Aspen Institute, Aspen, CO

Aspen,

CO

United States

Aspen Institute

Austrian-born artist Herbert Bayer moved to Aspen in 1946 at the request of Chicago industrialists Walter and Elizabeth Paepke, the founders of the Aspen Institute for Humanistic Studies. The Paepkes hired Bayer to design their 40-acre campus, and as part of that commission he created several landscape installations. The first of these, Marble Garden, was created in 1955, consisting of a series of upright slabs set on a flat marble base, in contrast to the campus’ open expanses of lawn that surround it. Adjacent to Marble Garden is Earth Mound or Grass Mound, comprised of a forty-foot diameter circular mound set within expansive meadows. It is considered by many to be the first instance on record of landscape as sculpture.

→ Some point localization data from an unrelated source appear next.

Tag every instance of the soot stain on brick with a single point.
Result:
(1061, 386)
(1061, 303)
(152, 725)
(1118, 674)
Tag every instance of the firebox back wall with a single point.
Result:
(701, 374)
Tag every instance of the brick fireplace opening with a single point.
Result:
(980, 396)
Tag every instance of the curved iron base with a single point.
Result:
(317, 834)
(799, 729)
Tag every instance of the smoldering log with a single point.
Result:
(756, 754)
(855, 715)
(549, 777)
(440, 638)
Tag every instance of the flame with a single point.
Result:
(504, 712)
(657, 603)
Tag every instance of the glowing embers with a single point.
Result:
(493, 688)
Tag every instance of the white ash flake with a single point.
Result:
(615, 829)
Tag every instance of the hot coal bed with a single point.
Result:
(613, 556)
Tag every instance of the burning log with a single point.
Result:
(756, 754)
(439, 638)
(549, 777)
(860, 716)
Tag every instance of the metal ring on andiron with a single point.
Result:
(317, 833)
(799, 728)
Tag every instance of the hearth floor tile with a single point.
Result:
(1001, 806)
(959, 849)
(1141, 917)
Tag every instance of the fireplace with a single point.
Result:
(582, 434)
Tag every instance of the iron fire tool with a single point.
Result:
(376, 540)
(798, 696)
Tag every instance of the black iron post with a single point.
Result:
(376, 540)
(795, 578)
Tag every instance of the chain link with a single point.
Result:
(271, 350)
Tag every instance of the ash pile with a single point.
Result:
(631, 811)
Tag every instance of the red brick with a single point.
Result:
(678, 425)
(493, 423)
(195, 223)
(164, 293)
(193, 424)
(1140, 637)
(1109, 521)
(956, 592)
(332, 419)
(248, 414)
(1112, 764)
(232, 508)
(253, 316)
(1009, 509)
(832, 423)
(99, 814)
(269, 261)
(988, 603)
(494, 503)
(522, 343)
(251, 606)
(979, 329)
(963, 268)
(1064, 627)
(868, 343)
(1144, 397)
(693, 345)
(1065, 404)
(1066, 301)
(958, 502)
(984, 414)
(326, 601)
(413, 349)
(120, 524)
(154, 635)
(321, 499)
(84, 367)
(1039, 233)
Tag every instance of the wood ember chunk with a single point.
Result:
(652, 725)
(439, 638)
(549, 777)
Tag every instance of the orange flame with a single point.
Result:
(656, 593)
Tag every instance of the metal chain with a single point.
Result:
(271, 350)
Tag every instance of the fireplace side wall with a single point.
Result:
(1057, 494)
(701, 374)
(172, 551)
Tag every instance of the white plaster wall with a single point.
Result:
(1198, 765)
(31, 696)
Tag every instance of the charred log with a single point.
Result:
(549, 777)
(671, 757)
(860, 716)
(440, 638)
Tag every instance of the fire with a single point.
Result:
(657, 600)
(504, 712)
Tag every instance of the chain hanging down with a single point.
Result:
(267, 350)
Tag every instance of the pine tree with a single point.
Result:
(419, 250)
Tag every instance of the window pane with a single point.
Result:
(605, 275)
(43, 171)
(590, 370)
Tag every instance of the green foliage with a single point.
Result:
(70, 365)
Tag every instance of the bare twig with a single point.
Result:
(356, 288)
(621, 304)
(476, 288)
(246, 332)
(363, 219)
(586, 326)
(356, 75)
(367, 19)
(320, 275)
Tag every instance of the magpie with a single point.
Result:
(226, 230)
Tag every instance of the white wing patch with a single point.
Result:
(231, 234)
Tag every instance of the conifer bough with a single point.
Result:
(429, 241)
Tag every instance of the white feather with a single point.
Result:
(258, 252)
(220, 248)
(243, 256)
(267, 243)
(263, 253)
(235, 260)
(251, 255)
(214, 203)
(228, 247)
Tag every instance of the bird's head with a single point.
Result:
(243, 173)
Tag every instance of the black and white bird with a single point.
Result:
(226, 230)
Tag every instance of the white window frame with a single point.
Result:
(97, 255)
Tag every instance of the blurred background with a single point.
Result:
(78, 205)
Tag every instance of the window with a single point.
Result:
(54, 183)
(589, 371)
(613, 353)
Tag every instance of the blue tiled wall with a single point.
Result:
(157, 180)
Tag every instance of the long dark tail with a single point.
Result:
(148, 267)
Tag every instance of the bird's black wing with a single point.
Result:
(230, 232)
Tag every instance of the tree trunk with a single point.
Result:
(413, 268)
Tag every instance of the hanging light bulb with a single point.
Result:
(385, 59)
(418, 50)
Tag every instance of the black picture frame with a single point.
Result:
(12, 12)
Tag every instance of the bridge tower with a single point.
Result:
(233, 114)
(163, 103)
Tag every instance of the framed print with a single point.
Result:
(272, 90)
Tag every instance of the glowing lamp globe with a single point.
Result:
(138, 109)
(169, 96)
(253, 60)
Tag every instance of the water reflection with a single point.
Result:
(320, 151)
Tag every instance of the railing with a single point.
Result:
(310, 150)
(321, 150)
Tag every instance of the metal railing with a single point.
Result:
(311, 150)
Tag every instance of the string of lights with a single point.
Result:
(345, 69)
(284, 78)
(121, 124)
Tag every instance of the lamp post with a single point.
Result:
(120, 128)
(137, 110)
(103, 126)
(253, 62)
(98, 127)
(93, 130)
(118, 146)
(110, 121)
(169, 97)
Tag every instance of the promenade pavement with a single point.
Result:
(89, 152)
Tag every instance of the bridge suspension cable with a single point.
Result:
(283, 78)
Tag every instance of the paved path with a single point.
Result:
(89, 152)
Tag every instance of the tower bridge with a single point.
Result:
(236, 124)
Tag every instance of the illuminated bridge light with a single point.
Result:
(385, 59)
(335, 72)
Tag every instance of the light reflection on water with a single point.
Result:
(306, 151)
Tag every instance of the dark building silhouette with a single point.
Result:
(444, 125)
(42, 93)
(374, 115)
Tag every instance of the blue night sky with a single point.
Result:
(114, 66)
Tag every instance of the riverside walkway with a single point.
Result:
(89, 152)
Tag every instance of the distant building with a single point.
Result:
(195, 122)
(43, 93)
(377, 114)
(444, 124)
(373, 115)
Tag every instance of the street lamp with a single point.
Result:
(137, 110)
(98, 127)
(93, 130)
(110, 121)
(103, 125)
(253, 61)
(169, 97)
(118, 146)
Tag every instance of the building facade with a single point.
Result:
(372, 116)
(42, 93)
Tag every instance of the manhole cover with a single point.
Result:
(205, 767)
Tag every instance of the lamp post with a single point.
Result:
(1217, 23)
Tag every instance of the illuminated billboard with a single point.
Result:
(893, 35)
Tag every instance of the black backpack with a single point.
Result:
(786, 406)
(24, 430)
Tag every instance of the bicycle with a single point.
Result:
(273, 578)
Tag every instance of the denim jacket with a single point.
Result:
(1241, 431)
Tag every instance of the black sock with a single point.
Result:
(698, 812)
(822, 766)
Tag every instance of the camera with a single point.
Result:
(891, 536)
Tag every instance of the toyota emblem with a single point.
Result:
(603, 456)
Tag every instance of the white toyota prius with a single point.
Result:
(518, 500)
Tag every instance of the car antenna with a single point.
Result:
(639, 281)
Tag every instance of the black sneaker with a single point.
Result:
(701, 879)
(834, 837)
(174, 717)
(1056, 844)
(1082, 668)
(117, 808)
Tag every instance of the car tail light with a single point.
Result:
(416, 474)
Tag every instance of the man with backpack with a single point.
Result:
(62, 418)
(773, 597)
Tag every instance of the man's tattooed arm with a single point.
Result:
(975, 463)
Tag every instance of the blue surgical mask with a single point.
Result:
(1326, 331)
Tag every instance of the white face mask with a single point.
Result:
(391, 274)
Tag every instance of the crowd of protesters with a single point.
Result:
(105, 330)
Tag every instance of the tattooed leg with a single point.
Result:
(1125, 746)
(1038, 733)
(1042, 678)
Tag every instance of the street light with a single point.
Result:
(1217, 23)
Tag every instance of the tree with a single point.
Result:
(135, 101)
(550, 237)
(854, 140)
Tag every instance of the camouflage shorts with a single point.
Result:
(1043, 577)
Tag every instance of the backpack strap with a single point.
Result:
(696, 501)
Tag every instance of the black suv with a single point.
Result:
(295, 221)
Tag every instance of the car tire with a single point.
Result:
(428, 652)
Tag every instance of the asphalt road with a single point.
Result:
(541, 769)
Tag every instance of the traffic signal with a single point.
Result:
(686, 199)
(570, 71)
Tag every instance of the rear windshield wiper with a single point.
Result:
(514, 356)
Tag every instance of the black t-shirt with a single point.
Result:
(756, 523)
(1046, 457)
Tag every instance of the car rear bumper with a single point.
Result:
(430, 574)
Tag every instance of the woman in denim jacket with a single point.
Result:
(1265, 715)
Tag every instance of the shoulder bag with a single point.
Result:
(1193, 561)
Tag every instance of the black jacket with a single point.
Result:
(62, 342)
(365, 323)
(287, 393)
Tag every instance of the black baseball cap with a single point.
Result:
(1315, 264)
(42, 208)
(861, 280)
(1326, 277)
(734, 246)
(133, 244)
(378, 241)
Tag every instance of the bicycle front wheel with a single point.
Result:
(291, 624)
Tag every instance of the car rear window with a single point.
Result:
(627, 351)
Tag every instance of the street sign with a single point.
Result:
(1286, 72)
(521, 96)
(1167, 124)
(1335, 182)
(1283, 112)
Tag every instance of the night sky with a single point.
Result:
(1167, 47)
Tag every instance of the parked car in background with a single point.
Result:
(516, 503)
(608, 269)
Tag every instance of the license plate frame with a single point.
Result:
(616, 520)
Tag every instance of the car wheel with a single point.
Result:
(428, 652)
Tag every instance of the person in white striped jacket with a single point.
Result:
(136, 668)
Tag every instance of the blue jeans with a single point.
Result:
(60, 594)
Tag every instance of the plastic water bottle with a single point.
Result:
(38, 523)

The capstone of Bayer’s nearly 30 years with the Aspen Institute is Anderson Park, completed in 1973. Building on elements from both previous works, Bayer created a series of meandering paths through geometric rings, depressions, and berms.  These three installations within the larger campus of the Aspen Institute create an overall sensibility of modernity, experimentation, and serenity, inspiring researchers to re-view their subject matter. As early Modernist earthworks, they are precedent-setting for both their treatment of the ground plane as a medium itself and for their context, juxtaposing the contemporary mission of the Aspen Institute with the ancient typology of mounds and monoliths.